Kubernetes-dashboard is running at ...  <-- COPY THIS URL, USE BELOW

Navigate your browser to the following:

https://<kubernetes-dashboard-url-from-above>
  • Username: admin
  • Password: kops get secrets kube --type secret -oplaintext --state ${KOPS_STATE_STORE}

Heapster (ie. top for Kubernetes) <-- HIGHLY RECOMMENDED

Heapster enables the Autoscaling features in Kubernetes

kubectl create -f https://raw.githubusercontent.com/kubernetes/kops/master/addons/monitoring-standalone/v1.7.0.yaml

Logging (ElasticSearch) <-- HIGHLY OPTIONAL

kubectl create -f https://raw.githubusercontent.com/kubernetes/kops/master/addons/logging-elasticsearch/v1.6.0.yaml

Step 4: Train and Serve ML/AI Models with PipelineAI

Follow THESE instructions to train and serve models with PipelineAI.

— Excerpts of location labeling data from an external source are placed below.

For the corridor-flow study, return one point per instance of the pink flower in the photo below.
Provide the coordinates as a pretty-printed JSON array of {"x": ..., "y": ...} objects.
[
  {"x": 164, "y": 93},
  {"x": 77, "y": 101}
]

Step 5: (Optional) Delete the Cluster

  • Make sure these Environment Variables have been set up above
kops delete --state ${KOPS_STATE_STORE} cluster --name ${CLUSTER_NAME}
  • Add --yes to the command above when you're ready to delete the cluster

More Resources

More kops Commands

  • Modify Cluster (instanceType, nodeCount, rootVolumeSize, rootVolumeOptimization)
  • Use AWS Spot Instances (maxPrice)

Troubleshooting

  • If you see the following, you need to set the CLUSTER_NAME and KOPS_STATE_STORE environment variables in your shell before you can run any kops commands.
State store "" is not cloud-reachable - please use an S3 bucket
  • If you see the following error related to no credentials or no space left, you need to increase the rootVolumeSize of your EC2 instance per previous step.
Failed to pull image "docker.io/fluxcapacitor/jupyterhub": image pull failed for docker.io/pipelineai/...:<tag>, this may be because there are no credentials on this request. details: (write /mnt/sda1/var/lib/docker/tmp/GetImageBlob871155766: no space left on device) 
Error syncing pod, skipping: failed to "StartContainer" for "jupyterhub" with ErrImagePull: "image pull failed for docker.io/pipelineai/...:<tag>, this may be because there are no credentials on this request. details: (write /mnt/sda1/var/lib/docker/tmp/GetImageBlob871155766: no space left on device)"